В то время "Пер Гюнт" произвел впечатление разорвавшейся бомбы: Ноймайер, как ледокол, торил собственный путь в балете, стремясь сблизить его с философией, историей и литературой. Переложение многослойного гиганта Ибсена на танцевальный язык не знало аналогов. Сама идея пластически решить сагу о поисках собственной личности выглядела подвигом.
"Пер Гюнт" Ноймайера перерос рамки балетного мирка и стал одним из символов тектонических сдвигов, происходивших в мире. Неудивительно, что еще до падения Берлинской стены спектакль побывал на гастролях в Большом театре в Москве и в Мариинском (тогда еще Кировском) в Ленинграде.
Но, как это часто бывает с революционными произведениями, в театральном репертуаре "Пер Гюнт" удержался ненадолго, тем более что исполнительскую карьеру завершил Иван Лишка, исполнитель заглавной партии, которого можно назвать и соавтором Ноймайера.
Но спустя четверть века хореограф вновь решил вернуться к ибсеновским темам и музыке Шнитке. По его словам, балет он переработал примерно на 50 процентов, изменив не только костюмы, но и порядок некоторых сцен, и хореографию. Однако общее решение спектакля осталось неизменным: Ноймайер сосредоточен на центральных линиях сюжета - личности самого Пера, его дисгармонии с окружающим миром и отношениях с Осе и Сольвейг.
Он использует свой любимый прием, перемещая Пера из конца XIX века в "настоящее", координаты которого могут варьироваться от начала ХХ века до наших дней, и отправляя в путешествие не по безвестным краям, а освещая его путь от славы до падения огнями Бродвея и софитами Голливуда: Пер Ноймайера становится звездой шоу-бизнеса. Именно на этом пути он встречает и Зеленую из царства троллей, и бедуинку Анитру.
Хореограф виртуозно жонглирует эпохами и стилями, культурными ассоциациями и нашими воспоминаниями. Но свою монументальную фреску он выстраивает в первую очередь с помощью музыки и режиссуры, собственно танец выдавливая из нее до минимума.
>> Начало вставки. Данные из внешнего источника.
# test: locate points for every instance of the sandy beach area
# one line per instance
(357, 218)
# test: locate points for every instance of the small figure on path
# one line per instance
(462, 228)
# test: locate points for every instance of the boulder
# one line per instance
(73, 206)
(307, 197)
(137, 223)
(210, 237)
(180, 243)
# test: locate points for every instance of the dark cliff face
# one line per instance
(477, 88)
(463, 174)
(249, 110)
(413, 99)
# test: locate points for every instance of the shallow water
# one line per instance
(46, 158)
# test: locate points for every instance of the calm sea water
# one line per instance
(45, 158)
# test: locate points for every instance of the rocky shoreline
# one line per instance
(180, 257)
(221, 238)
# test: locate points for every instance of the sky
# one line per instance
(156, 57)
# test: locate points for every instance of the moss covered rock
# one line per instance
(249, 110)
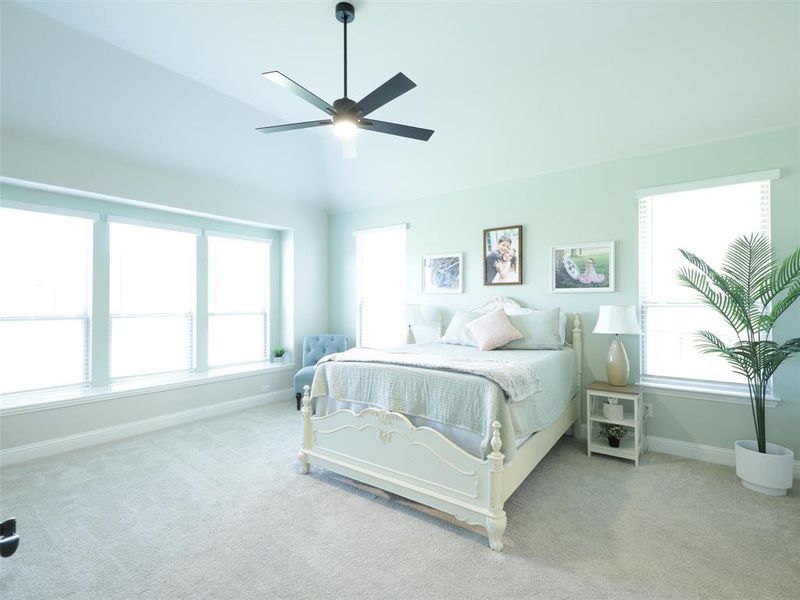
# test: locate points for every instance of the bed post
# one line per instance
(577, 345)
(305, 414)
(496, 524)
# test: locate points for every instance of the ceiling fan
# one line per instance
(348, 116)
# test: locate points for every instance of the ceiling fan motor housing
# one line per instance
(345, 12)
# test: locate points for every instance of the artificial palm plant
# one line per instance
(745, 292)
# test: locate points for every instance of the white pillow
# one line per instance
(493, 330)
(457, 333)
(541, 330)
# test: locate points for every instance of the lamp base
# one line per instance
(617, 366)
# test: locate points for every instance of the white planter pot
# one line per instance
(769, 473)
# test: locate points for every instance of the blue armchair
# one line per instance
(314, 348)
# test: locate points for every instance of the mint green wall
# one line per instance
(591, 203)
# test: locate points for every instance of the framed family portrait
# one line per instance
(502, 255)
(442, 274)
(585, 267)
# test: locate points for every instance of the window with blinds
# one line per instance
(152, 295)
(238, 300)
(703, 221)
(45, 273)
(381, 286)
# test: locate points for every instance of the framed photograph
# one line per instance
(442, 274)
(502, 255)
(585, 267)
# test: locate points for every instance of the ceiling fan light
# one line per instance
(344, 128)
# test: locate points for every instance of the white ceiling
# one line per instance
(511, 88)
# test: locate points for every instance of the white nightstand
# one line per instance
(634, 444)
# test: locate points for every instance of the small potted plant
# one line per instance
(614, 433)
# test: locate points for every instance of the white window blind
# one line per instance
(702, 221)
(45, 275)
(380, 286)
(152, 295)
(238, 300)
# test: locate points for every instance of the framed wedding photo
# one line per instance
(585, 267)
(502, 255)
(442, 274)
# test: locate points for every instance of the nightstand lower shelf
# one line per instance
(600, 445)
(634, 442)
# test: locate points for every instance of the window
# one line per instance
(45, 274)
(380, 286)
(120, 298)
(238, 300)
(703, 221)
(152, 299)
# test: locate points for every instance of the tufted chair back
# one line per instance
(317, 346)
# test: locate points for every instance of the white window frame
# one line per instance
(359, 302)
(191, 317)
(86, 319)
(98, 385)
(678, 386)
(268, 310)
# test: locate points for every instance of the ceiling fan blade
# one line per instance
(290, 126)
(396, 86)
(416, 133)
(298, 90)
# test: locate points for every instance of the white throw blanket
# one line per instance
(517, 380)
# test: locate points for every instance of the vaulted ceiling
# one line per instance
(511, 88)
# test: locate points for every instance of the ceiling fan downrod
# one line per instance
(345, 13)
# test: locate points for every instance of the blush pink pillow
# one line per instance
(493, 330)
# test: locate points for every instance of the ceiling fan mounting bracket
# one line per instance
(345, 12)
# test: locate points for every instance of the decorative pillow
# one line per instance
(457, 333)
(493, 330)
(541, 330)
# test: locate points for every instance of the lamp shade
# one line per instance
(617, 319)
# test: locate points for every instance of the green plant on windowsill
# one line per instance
(614, 433)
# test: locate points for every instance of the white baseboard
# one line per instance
(693, 450)
(18, 454)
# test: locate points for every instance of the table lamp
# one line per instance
(617, 320)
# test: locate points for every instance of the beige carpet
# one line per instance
(214, 509)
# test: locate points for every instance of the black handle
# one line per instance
(9, 540)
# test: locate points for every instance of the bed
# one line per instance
(458, 442)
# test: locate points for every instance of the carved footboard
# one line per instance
(384, 449)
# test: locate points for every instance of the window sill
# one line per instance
(696, 392)
(24, 402)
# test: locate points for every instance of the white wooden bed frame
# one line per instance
(383, 449)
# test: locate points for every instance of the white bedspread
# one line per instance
(432, 389)
(517, 379)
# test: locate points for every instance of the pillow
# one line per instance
(541, 330)
(457, 333)
(493, 330)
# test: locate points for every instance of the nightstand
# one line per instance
(634, 444)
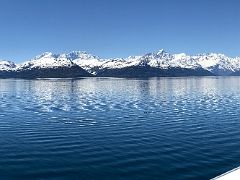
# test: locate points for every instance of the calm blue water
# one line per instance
(96, 128)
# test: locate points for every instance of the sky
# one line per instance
(118, 28)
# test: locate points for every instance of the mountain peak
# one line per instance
(161, 52)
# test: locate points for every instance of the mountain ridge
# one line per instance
(160, 63)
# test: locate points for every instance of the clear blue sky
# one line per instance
(118, 28)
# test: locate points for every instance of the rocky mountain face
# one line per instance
(82, 64)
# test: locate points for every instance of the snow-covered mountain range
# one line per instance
(161, 63)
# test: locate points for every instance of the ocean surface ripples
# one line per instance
(103, 128)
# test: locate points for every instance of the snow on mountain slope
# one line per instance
(6, 65)
(47, 60)
(218, 64)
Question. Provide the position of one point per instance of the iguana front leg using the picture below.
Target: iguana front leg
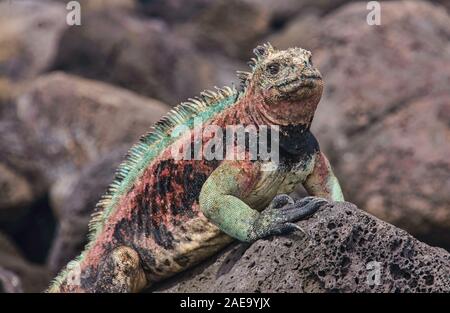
(322, 182)
(220, 201)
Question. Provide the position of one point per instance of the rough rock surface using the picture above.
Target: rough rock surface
(65, 122)
(15, 192)
(74, 199)
(29, 32)
(140, 54)
(338, 256)
(383, 118)
(230, 26)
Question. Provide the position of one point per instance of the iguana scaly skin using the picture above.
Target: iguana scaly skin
(162, 215)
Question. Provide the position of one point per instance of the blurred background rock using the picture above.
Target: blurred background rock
(74, 98)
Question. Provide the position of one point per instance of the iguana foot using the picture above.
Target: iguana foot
(279, 217)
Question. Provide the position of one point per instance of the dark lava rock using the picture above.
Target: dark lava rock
(61, 123)
(347, 250)
(17, 274)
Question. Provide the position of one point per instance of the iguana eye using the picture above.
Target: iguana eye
(273, 68)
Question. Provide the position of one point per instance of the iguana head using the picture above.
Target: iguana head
(286, 82)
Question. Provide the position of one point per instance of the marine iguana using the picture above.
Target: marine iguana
(162, 214)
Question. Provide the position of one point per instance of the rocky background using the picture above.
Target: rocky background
(74, 98)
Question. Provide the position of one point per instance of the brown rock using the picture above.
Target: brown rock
(15, 192)
(29, 31)
(9, 282)
(140, 54)
(404, 159)
(61, 123)
(18, 275)
(347, 250)
(381, 119)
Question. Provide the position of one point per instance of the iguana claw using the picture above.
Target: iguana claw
(279, 217)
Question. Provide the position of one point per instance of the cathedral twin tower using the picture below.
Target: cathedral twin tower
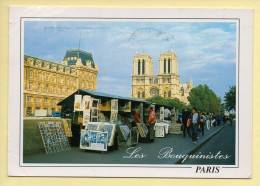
(145, 84)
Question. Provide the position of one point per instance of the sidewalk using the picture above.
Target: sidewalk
(162, 151)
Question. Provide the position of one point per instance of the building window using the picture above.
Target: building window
(143, 70)
(164, 66)
(29, 99)
(31, 74)
(45, 100)
(169, 65)
(30, 86)
(38, 100)
(139, 66)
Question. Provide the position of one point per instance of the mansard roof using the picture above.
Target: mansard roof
(26, 57)
(84, 56)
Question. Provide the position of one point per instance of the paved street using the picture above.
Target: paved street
(224, 141)
(162, 151)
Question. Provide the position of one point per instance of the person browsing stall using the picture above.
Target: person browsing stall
(137, 118)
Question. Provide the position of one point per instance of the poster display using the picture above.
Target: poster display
(67, 127)
(114, 105)
(159, 131)
(93, 140)
(86, 103)
(125, 131)
(94, 110)
(143, 130)
(77, 103)
(103, 127)
(54, 137)
(161, 113)
(128, 107)
(134, 136)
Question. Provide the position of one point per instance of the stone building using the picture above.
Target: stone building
(145, 84)
(47, 83)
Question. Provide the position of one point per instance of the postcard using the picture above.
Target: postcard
(82, 64)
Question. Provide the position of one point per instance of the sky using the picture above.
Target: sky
(206, 51)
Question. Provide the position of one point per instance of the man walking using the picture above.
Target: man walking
(202, 123)
(185, 117)
(150, 125)
(194, 123)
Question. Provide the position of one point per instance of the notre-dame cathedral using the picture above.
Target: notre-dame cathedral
(145, 84)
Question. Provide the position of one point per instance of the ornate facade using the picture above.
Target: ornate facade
(47, 83)
(145, 84)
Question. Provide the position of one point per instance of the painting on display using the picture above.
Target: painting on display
(159, 131)
(161, 113)
(86, 117)
(92, 126)
(67, 127)
(113, 116)
(93, 140)
(110, 129)
(143, 130)
(77, 103)
(134, 135)
(114, 105)
(125, 131)
(54, 137)
(86, 103)
(128, 107)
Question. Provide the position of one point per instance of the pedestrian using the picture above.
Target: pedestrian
(208, 121)
(150, 125)
(167, 114)
(137, 118)
(202, 123)
(185, 117)
(213, 121)
(194, 120)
Танец, который все же достается изнывающей публике, высушен до такого схематизма, что в нем невозможно отличить дуэты с матерью Озе от любовных дуэтов с Сольвейг. Вероятно, будь сегодня в распоряжении Ноймайера Иван Лишка, не сломайся перед гастролями Алина Кожокару, умеющая внести живое чувство в любую схему (ее хореограф пригласил из Лондона на роль Сольвейг), блокбастер смог бы обрести живое звучание.
Но в Москве "Пер Гюнт" предстал таким же условным, как решение Ноймайера наделить главного героя сонмом четырех сущностей. Они призваны олицетворять невинность, проницательность, сомнение и агрессию, - а на деле оттягивают на себя и без того скупо отмеренные хореографом вращения и прыжки, оставляя премьеру лишь возможность заламывать руки да носить балерин. На балетном языке это переводит высказывание XXI века на язык века XIX. В котором Пер Гюнт был лишним человеком.